Reducing moisture is another good way to reduce risk: often, a thin layer of a petroleum-based product is used to avoid skin damage by urine or feces. Non-caking body powder may be used to reduce friction and shearing and to absorb moisture. It is particularly important to manage incontinence, since it can be a significant contributing factor.
Good nutrition is required for ulcers to have an adequate chance to heal completely. Patients who are evaluated for malnutrition typically need to consume a high-protein, high-calorie diet, along with nutritional supplements. Vitamin C and zinc are given to patients with deficiencies.

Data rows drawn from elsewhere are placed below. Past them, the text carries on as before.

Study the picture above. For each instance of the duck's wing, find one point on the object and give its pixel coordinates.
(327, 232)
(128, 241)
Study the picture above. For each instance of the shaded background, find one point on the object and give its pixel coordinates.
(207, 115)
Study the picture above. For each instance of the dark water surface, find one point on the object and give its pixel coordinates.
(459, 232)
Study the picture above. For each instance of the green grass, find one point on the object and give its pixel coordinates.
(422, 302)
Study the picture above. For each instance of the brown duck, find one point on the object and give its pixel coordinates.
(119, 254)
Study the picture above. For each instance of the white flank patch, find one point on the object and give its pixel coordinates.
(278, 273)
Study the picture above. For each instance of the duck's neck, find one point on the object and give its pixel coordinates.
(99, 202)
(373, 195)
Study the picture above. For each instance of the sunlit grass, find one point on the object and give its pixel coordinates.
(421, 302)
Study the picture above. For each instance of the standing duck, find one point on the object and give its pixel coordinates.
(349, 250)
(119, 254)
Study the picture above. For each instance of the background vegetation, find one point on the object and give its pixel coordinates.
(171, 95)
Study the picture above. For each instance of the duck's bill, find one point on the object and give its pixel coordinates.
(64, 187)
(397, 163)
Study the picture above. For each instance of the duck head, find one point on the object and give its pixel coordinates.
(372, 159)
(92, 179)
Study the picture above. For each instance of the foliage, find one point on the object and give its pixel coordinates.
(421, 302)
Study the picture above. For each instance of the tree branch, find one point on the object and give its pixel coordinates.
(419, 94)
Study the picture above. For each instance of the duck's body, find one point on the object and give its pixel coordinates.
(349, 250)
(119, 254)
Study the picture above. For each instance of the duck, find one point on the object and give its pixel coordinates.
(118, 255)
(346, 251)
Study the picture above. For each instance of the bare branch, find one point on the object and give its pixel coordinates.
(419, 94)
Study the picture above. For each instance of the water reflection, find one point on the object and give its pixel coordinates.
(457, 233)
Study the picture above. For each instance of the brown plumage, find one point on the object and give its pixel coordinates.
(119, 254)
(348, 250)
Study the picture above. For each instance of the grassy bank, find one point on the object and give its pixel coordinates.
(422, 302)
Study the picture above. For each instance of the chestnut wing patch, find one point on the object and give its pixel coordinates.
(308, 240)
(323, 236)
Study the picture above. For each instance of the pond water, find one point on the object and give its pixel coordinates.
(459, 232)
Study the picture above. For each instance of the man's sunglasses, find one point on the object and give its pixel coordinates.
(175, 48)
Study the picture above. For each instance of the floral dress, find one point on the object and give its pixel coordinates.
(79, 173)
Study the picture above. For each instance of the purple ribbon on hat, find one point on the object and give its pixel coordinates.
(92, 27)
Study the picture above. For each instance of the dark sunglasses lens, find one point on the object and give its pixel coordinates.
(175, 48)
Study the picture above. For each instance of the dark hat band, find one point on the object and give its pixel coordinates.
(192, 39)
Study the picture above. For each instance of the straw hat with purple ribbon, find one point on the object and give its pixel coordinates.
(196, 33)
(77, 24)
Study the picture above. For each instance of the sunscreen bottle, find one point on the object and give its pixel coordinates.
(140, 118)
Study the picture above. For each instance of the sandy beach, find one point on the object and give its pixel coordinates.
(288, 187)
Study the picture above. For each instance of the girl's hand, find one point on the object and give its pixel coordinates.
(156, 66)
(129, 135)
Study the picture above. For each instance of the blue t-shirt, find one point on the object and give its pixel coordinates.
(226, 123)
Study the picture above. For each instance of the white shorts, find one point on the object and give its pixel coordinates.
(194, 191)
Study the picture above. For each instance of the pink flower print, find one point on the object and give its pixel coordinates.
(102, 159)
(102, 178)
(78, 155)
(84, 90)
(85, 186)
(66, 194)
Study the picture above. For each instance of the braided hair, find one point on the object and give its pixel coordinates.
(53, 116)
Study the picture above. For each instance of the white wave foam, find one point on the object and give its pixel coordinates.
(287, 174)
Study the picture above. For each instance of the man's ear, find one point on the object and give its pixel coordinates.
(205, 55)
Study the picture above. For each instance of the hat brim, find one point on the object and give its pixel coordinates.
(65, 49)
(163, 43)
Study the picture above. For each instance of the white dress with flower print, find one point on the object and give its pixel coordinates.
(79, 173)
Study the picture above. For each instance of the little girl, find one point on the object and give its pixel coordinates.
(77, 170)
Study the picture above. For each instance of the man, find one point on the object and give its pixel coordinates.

The keys to reducing the risk of pressure ulcers include identifying and managing risk factors, as well as regular examinations of skin. The Norton or Braden Scale is often used to assess ulcer risk.
Treating pressure ulcers generally involves alleviating the source of the pressure, as well as reducing friction, shearing, and moisture. Nutrition should be given high priority, in order to give the body the best tools to heal. Doctors should cleanse the wound initially and again with each dressing change, and, of course, any infection must be treated if present.
Nutrition should be given high priority, in order to give the body the best tools to heal.
Physicians base the type of treatment they choose on the stage of the ulcer, as well as general principles for care of any type of wound. Less severe ulcers (Stages I and II) may simply need to be cleaned with saline, dressed, and bandaged. More extensive treatments may be necessary for Stage III and IV ulcers, including removal of dead tissue (debridement), possibly via surgery, and more sophisticated methods of dressing and bandaging to promote the growth of new tissue. As mentioned, antibiotics – either topical or systemic – may be used if it is determined that they are necessary. In very bad cases (Stage IV lesions), osteomyelitis (infection of the bone) may be present, in which case a bone biopsy may occasionally be necessary.
For the mild to moderate pain that is often associated with pressure ulcers, NSAIDs (like ibuprofen) and acetaminophen are often used and are preferable to opioids since the sedative effects of the opioids can promote immobility. However, opioids may be necessary prior to dressing changes or debridement. Treatment of the pressure ulcer itself is the ultimately the best treatment for the pain they cause.
Pressure ulcers are distinguished from other common causes of skin breakdown by their location over bony areas of the body. A number of extrinsic and intrinsic risk factors contribute to the formation of pressure ulcers, especially in circumstances where the skin does not have adequate blood flow. Prevention of pressure ulcers includes treatment of underlying internal risk factors, such as anemia, infection, vascular disease, diabetes, and edema. Reduction of external risk factors such as pressure on the skin, especially by using appropriate support surfaces, may also be useful.
Doctors determine the best treatment method depending on how severe the ulcer is, and these may range from cleaning, dressing, and bandaging to systemic antibiotics to surgery to remove damaged tissue or bone. It is important to diagnose ulcers correctly, since other skin conditions can mimic the symptoms of the ulcer. Since pressure ulcers can become serious infections involving multiple underlying tissues, it is critical to bring any suspicious-looking lesions to the attention of your doctor, who can make a diagnosis and determine the best course of treatment.